Dès lors, notre pêche commence et nous attaquons chaque poisson suivant ses désirs mais certains poissons présentent une agressivité latente, insuffisante pour être pêchés au streamer mais juste assez pour les piquer avec des nymphes incitatives. D’autres ne font que gober et nous devons alors changer de mouches souvent mais toujours selon le schéma de pêche initial. Nous piquerons quelques truites ce jour là avec les différentes techniques et nous conclurons que c’est la polyvalence technique qui nous avait permis de le faire.
Analyse et exemple d’adaptation
Lors d’un précédent stage à la mouche avec mes clients, nous étions sur des poissons qui de prime abord semblaient gober. En fait, après une observation plus minutieuse et après quelques passages en émergente, nous nous sommes aperçus qu’ils ne gobaient pas mais qu’ils nymphaient* dans la proche surface à tel point que les truites déformaient la surface comme dans le cas de micro gobages. Nous avons dû modifier instantanément notre pêche en les sollicitant avec de petites nymphes non lestées. Grâce à cette observation et remise en question, nous avons pu répondre aux attentes des poissons et ainsi sauver notre partie de pêche. Quelques heures après, les truites passaient sur les sèches…
Pour finir avec ce type d’exemple, la semaine passée, nous étions avec un client sur une rivière à population mixte – truites et ombres – et nous regardions les deux espèces gober. Aucune différence dans les gobages, ils étaient tous de gros « bloff » et sans parler de taille de poissons, ils prenaient tous de parfaites imitations d’éphémères jaunes flottants haut sur l’eau en hameçon de 12 tige longue et seulement cette taille !
Définition *
Draguer : terme signifiant que la mouche ne présente pas une dérive naturelle. Ce défaut technique existe dans toutes les techniques de pêche en sèche et nymphe.
Gammares : insecte aquatique de la famille des amphipodes communément appelé crevette d’eau douce.

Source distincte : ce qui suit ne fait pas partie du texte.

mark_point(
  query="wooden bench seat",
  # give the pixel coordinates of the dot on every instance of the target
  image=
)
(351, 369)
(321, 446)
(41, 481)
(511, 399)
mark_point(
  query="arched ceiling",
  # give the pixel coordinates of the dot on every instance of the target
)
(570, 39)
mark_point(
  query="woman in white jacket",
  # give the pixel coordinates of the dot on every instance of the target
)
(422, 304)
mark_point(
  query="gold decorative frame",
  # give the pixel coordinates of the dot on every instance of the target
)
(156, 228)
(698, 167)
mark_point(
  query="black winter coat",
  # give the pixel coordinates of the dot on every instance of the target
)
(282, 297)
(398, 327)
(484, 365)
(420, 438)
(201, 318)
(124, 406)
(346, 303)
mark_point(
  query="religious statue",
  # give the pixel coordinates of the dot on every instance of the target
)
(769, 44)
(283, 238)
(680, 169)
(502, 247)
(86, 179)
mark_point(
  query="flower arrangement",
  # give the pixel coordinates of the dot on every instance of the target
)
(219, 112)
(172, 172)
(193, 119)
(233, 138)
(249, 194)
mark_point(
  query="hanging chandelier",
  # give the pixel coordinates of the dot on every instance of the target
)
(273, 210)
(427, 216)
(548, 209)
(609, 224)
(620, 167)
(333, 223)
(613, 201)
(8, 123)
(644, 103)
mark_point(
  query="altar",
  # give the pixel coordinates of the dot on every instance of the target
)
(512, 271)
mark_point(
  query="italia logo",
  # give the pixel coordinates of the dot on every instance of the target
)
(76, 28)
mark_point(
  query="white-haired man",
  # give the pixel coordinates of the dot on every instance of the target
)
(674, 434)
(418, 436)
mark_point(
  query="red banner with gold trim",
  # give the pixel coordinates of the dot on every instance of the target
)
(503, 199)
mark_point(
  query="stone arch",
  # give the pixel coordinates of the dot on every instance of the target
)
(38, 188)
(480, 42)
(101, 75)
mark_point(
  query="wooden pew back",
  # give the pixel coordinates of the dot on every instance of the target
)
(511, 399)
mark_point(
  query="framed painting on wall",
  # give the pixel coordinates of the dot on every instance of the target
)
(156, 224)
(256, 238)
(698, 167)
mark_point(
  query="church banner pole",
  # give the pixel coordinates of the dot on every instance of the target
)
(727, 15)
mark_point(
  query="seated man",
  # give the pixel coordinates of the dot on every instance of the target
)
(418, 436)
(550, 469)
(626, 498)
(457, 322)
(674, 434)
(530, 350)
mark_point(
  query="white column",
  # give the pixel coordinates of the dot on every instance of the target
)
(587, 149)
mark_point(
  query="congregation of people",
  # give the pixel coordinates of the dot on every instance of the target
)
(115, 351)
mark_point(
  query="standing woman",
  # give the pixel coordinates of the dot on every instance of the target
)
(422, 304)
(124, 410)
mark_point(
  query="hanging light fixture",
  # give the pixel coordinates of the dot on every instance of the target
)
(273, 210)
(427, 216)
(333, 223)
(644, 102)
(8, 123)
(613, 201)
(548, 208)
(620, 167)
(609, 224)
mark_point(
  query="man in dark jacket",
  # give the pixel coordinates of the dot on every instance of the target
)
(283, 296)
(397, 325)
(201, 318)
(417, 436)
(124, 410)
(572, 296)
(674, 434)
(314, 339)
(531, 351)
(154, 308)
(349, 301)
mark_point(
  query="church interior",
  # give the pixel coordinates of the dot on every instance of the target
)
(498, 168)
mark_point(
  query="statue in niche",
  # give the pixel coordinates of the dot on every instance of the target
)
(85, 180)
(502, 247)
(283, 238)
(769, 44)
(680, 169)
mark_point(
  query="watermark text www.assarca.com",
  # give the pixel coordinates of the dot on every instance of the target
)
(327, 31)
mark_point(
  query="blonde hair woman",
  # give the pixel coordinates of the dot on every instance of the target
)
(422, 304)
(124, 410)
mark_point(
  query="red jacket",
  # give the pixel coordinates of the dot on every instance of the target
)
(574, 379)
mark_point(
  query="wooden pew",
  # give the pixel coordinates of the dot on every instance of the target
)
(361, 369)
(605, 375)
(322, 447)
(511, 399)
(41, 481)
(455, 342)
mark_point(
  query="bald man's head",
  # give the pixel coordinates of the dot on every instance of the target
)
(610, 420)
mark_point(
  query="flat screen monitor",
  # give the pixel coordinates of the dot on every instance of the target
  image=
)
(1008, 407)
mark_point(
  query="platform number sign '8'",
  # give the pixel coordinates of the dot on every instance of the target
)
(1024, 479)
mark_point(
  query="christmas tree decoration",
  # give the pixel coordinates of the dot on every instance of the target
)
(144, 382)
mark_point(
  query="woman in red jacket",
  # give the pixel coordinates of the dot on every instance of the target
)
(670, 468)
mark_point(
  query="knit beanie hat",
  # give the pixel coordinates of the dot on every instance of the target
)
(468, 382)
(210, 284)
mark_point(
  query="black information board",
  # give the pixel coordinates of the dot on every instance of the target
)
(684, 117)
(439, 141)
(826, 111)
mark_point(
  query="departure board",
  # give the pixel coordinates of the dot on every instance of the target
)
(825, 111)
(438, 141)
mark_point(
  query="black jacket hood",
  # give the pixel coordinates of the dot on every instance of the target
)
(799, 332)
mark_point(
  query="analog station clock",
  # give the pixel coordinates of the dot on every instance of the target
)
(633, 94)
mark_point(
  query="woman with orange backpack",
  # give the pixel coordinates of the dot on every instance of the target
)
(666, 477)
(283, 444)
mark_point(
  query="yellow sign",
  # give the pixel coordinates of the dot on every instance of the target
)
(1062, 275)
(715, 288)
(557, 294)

Nymphaient : terme désignant l’action de nutrition sur des larves aquatiques ou sur un des stades de ces larves sous l’eau.
WF : Weight Forward – profil de soie dont la partie avant est plus lourde et permet de pouvoir être rapidement en action de pêche.
Pointe : Dernier brin du bas de ligne à nœud sur lequel est accrochée la mouche.